Cause is so far unknown so it's unable to determine if any financial damage will result.

September 16, 2020   by Dan Healing, The Canadian Press

WINNIPEG — Shares in Ag Growth International Inc. continued to fall on the Toronto Stock Exchange Sept. 16 after a newly developed commercial grain storage bin it manufactured collapsed while being unloaded at North Vancouver’s Fibreco Export Inc. terminal.

The cause and responsibility for the incident last Sept. 16 is not known and therefore it is unable to determine if any financial damage will result, the Winnipeg company said in a statement on Sept. 15.

Ag Growth’s shares closed at $4.06, down 12.56% at $27.56 on Sept. 16 after falling 9.1% on Sept. 15.

An investigation into the incident is continuing and there are no results to report as yet, said Fibreco president Megan Owen-Evans in an email on Sept. 16.

“The grain silo involved is 115 feet (35 metres) high and has capacity for up to 3,500 metric tonnes of cargo,” she said, adding it was unloading red lentils for shipment at the time of the incident.

“For our customers and employees, we are doing everything we can to safely resume operations as quickly as possible.”

She said all similar silos have been taken out of service.

Fibreco said in a statement posted on its website on Sept. 12 the bin collapsed due to a “structural failure” during loading. It said no one was injured.

The terminal company, owned by a consortium of forestry firms, announced in 2018 it would add bins and other equipment as part of a plan to replace the shipping of wood chips with agricultural products while continuing to export wood pellets.

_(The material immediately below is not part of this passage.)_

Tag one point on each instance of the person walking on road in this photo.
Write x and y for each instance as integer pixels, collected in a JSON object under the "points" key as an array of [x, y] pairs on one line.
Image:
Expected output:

Ag Growth, meanwhile, said in its statement the bin that collapsed is part of a new product line it developed for two commercial projects, adding 15 of the bins are located at Fibreco and an additional 20 have been manufactured for another customer but have not yet been commissioned.

It says it plans to investigate all bins in the product line.

CIBC analyst Jacob Bout pointed out in a note to investors that Ag Growth previously spent about $20 million on project rework at the same site due to a design flaw, although that’s not believed to be related to the collapse.

“We have not updated our estimates at this point, given that it is difficult to estimate what (if any) the financial impact could be as the cause and any responsibility for the incident are not yet known,” he said.

“But clearly this issue is an overhang for AFN’s share price.”